Machtiging tot voortzetting van de crisismaatregel op basis van de Wet verplichte geestelijke gezondheidszorg

Op 20 maart 2020 heeft de Rechtbank Rotterdam een beschikking gegeven inzake de voortzetting van een crisismaatregel op verzoek van de officier van justitie. De zaak betreft een betrokkene die in een crisisverblijf is geplaatst vanwege een psychische stoornis, met als gevolg dat hij hinderlijk gedrag vertoonde en een risico op ernstig lichamelijk letsel en maatschappelijke teloorgang met zich meebracht.

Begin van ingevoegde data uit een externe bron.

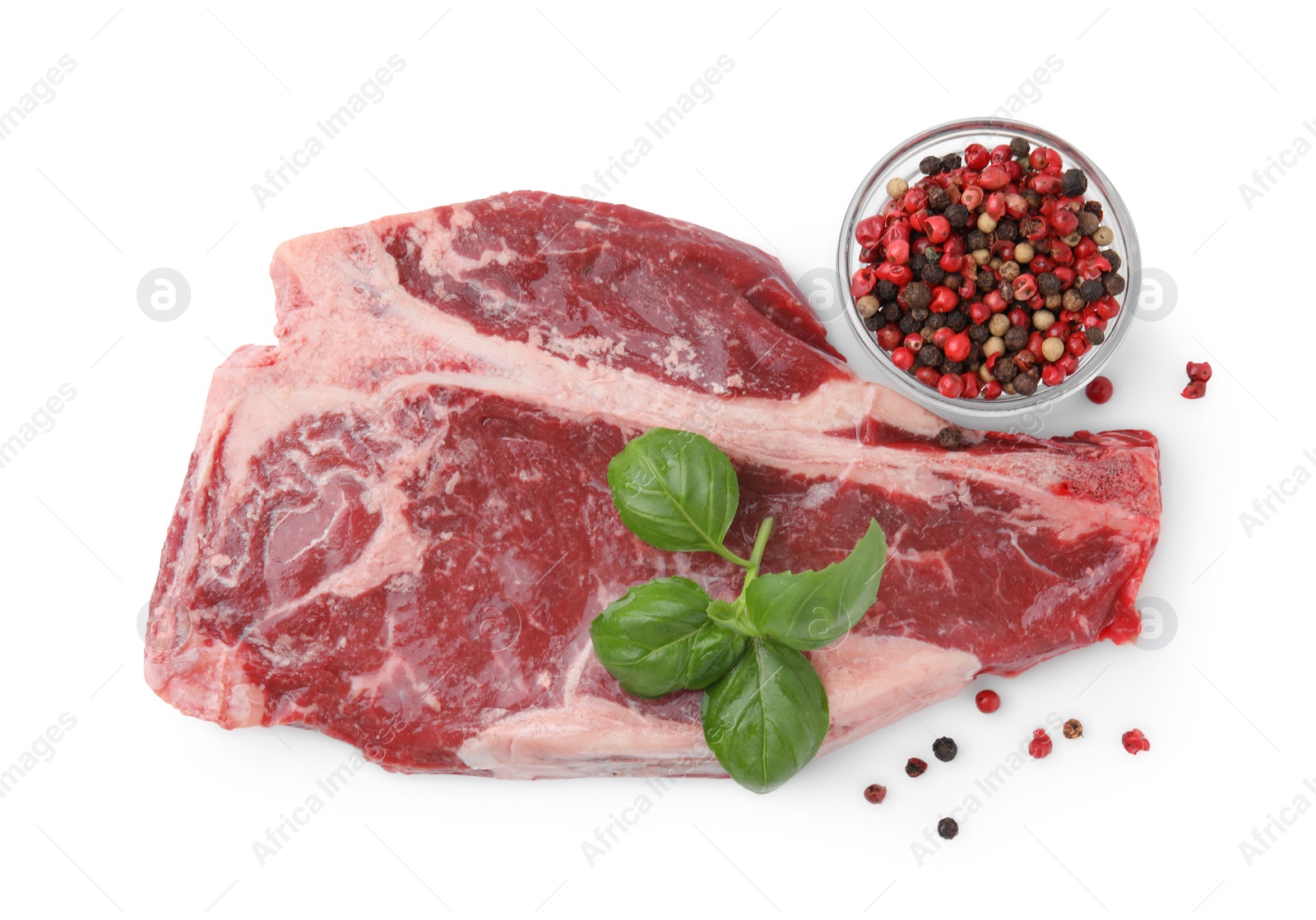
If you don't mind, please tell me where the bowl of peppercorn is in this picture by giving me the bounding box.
[833,118,1141,428]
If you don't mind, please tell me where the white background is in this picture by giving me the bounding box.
[0,0,1316,918]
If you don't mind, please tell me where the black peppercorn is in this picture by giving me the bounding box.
[943,201,969,230]
[932,738,959,763]
[991,355,1018,383]
[933,425,965,452]
[906,282,932,309]
[1061,167,1087,197]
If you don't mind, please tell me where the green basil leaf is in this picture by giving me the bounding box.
[708,598,758,636]
[700,637,831,793]
[682,620,746,690]
[608,428,739,561]
[745,520,887,649]
[590,576,745,696]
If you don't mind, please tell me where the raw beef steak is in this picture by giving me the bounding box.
[146,192,1161,778]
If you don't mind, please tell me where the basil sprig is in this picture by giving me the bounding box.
[590,428,887,793]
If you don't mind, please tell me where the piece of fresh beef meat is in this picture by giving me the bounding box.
[146,192,1161,778]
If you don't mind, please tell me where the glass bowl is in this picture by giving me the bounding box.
[827,118,1142,429]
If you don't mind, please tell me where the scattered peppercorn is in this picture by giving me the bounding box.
[1120,728,1152,754]
[932,738,959,763]
[1028,728,1051,760]
[937,425,965,450]
[1087,377,1114,405]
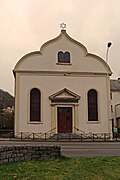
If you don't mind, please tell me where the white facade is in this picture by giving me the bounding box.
[14,30,111,133]
[110,79,120,128]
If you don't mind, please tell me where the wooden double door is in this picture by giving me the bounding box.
[57,107,72,133]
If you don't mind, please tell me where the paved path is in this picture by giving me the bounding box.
[0,141,120,157]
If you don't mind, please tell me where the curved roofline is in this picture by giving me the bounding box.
[14,51,42,72]
[40,30,88,55]
[86,53,112,75]
[14,30,112,75]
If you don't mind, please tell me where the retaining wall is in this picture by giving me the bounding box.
[0,145,61,164]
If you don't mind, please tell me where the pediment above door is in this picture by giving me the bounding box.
[49,88,80,102]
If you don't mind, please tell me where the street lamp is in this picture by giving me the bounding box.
[106,42,112,63]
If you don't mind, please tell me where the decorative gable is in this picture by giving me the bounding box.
[49,88,80,102]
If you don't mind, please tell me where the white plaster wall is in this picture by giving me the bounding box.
[16,74,110,133]
[111,91,120,122]
[15,35,109,73]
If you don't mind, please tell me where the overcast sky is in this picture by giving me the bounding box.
[0,0,120,94]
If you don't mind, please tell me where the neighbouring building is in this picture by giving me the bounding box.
[14,30,112,133]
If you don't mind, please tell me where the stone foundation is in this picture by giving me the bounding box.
[0,145,61,164]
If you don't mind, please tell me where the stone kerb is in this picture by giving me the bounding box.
[0,145,61,164]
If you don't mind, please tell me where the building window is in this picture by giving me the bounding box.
[30,88,41,121]
[88,89,98,121]
[111,105,113,113]
[58,51,70,63]
[110,92,112,100]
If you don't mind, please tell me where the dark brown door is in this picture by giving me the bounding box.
[57,107,72,133]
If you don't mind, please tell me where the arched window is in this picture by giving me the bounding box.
[30,88,41,121]
[58,51,70,63]
[64,52,70,63]
[88,89,98,121]
[58,51,64,63]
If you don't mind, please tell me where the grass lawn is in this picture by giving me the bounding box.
[0,157,120,180]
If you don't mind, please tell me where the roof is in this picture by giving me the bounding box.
[110,80,120,91]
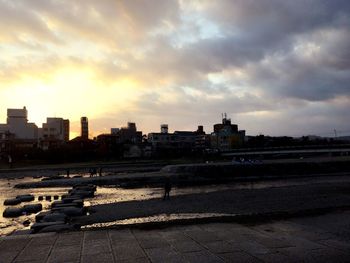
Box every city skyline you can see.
[0,0,350,138]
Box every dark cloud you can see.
[0,0,350,134]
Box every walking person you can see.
[163,177,171,200]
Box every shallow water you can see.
[0,176,350,236]
[0,178,69,236]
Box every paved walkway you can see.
[0,211,350,263]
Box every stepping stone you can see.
[16,194,34,202]
[22,204,43,214]
[4,198,21,205]
[52,207,86,216]
[41,213,68,222]
[30,221,65,232]
[2,207,23,217]
[35,211,52,222]
[38,224,79,233]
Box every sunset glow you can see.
[0,0,350,137]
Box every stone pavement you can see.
[0,211,350,263]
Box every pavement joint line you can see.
[183,226,225,262]
[130,230,152,262]
[45,234,58,262]
[107,230,117,262]
[12,237,32,262]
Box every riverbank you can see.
[0,211,350,263]
[74,176,350,229]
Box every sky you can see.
[0,0,350,137]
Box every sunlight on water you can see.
[82,213,232,229]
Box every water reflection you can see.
[82,213,232,229]
[0,178,69,236]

De officier van justitie verzocht om voortzetting van de op 16 maart 2020 opgelegde crisismaatregel, welke mondelinge behandeling plaatsvond op 20 maart 2020. Tijdens deze zitting zijn de betrokkene, zijn advocaat en enkele zorgverleners gehoord. De rechtbank oordeelde dat er sprake was van onmiddellijk dreigend nadeel en dat de situatie zo ernstig was dat de procedure voor een zorgmachtiging niet kon worden afgewacht. De rechtbank verleende een machtiging tot voortzetting van de crisismaatregel, die een geldigheidsduur heeft van drie weken. De rechtbank bepaalde dat verplichte zorg, waaronder het toedienen van medicatie en het beperken van de bewegingsvrijheid, noodzakelijk was om het dreigende nadeel af te wenden. De beschikking is op 20 maart 2020 mondeling gegeven door rechter A.C. Hendriks en op 30 maart 2020 schriftelijk uitgewerkt.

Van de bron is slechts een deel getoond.